O. Makridis, Kant on Cosmological Arguments

KANT was one of the most astute and profound thinkers ever to grace this insignificant planet of ours.

Here is what he has to say about our human-all-too-human effort to contemplate the divine through reflecting on the universe - i.e. through our uses of COSMOLOGICAL ARGUMENTS.

Should we assume, or accept, that the universe has a beginning? Or that it is eternal - with no beginning? Remember from your reading of Aquinas' arguments for God's existence that the stakes are very high: An eternal universe is an uncreated universe; it is most likely to be a universe in which everything, including human beings, came about by accident. This is the atheist's, and the scientist's, view of the universe.

Or should we accept that the universe has a beginning? Moreover, should we see this beginning as the product of divine Creation - in which case we have 'found' God as the Author and Creator of the universe? Recall your readings from Aquinas again. Maybe we need God, logically, as the Prime Mover - the one necessary first cause that gave the first push and started it all. Aquinas' point is that the prime cause is needed, logically, to stop an infinite regress of causes - a never-ending series of causes going back on and on and on … with no end. Aquinas thought that this is a good 'proof' - but see what BERTRAND RUSSELLL thinks of this in your readings, in his essay "Why I Am Not a Theist."

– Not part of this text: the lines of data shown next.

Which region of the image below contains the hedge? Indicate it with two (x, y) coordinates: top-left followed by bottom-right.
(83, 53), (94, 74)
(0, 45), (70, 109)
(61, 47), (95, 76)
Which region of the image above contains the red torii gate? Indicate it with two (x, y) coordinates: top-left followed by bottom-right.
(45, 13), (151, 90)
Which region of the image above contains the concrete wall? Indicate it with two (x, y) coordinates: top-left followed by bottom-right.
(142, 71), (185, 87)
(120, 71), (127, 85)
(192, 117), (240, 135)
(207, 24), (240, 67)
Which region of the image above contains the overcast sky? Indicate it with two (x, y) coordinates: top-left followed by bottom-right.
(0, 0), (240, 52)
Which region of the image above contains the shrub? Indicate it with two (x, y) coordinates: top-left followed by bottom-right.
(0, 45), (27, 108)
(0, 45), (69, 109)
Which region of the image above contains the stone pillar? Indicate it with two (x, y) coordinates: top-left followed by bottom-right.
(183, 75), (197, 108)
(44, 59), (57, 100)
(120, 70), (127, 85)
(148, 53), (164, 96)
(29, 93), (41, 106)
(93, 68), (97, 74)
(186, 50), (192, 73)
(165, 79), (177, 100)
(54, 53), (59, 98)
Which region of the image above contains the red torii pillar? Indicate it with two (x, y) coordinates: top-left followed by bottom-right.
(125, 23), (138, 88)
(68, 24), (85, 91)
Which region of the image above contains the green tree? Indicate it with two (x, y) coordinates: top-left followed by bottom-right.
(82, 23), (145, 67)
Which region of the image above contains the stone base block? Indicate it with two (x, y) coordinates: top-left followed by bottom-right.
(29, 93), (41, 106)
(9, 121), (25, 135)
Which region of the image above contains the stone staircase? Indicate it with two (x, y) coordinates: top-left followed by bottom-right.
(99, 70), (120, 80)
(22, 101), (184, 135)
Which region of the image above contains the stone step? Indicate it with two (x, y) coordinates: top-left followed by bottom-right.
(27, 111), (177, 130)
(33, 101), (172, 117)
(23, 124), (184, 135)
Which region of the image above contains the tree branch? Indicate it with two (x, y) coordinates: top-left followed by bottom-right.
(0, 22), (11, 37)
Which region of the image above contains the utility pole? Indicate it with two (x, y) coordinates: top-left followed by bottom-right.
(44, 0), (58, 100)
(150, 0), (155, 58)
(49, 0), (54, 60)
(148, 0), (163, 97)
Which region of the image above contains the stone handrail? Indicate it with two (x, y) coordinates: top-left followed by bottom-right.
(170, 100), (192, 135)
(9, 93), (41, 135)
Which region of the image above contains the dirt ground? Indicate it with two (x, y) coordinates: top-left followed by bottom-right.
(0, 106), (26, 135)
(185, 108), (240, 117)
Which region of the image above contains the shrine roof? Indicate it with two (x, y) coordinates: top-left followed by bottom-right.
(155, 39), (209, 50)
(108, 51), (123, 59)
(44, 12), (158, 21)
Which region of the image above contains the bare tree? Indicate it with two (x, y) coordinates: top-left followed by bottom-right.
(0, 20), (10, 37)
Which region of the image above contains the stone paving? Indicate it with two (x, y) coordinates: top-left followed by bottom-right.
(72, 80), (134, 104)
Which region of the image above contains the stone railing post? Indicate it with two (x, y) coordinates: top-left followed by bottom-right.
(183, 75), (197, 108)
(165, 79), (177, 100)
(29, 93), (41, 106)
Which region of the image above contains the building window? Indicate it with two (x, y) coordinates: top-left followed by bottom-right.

Kant realized that the human mind cannot sit judge over this issue. There is a problem, no matter what we assume. Here is how it works: If we go for the first assumption - that the universe was for ever, eternally "there," then this view [of causes retreating for ever and ever unto infinity] is too LARGE for our concept of causes - which concept is one of successive and specific causes. If we go for the second assumption - that a necessary first cause, "God," created the universe - then this view of the universe is too SMALL for our concept of causation: It is small because it asks us to fix a beginning of time; but, we cannot do this - if we say "beginning', we are assuming that there is time ALREADY, so that we know that there was a before and there is an after this "beginning;" if we are talking about the beginning of time, however, we are saying that nothing, not even time, was there "before" - and how can we speak of a "before" if there were no time "before"?

So, it follows that we cannot really decide, based on reason, whether the universe had a beginning or not. The two possible views - no beginning, beginning - prove either too large [no beginning, eternity], or too small [beginning, but "when" if there was no time "before"?] for our understanding.

A related point made by Kant is this: When we try to think about the beginning of the universe, our mind is so made as to involve us in an ANTINOMY: this means that our mind can find reasons to support BOTH possibilities.

Should we then go back to Pascal's Wager to figure out how we should determine this matter [is there a God, creator of the universe?] under conditions of such thorough-going uncertainty? But, of course, there are problems with Pascal's Wager too - see links to pages that discuss the Wager.

Recall also one of Aquinas' FIVE WAYS - the one about the necessary EXISTENCE of a non-contingent thing. According to that argument, everything we know, see, hear, experience exists in a contingent way - we could CONCEIVE of it as non-existing. But - so the argument goes - if EXISTENCE means anything, some thing must exist which exists not contingently but necessarily (it could not possibly not exist.) This is a COSMOLOGICAL argument. You could say that what is wrong with this argument is what is wrong with Anselm's ontological argument: Necessity here means LOGICAL necessity - as in saying that it is NECESSARY that the three angles of a triangle add up to two right angles. How do we go from this LOGICAL necessity to necessary EXISTENCE? How could we say, for instance, that the necessity of the conclusion about the three angles of a triangle proves that geometrical triangles NECESSARILY EXIST in nature? [In this refutation, we have seen that one of the things that is wrong with the cosmological argument is the SAME thing that is wrong with Anselm's Ontological Argument above.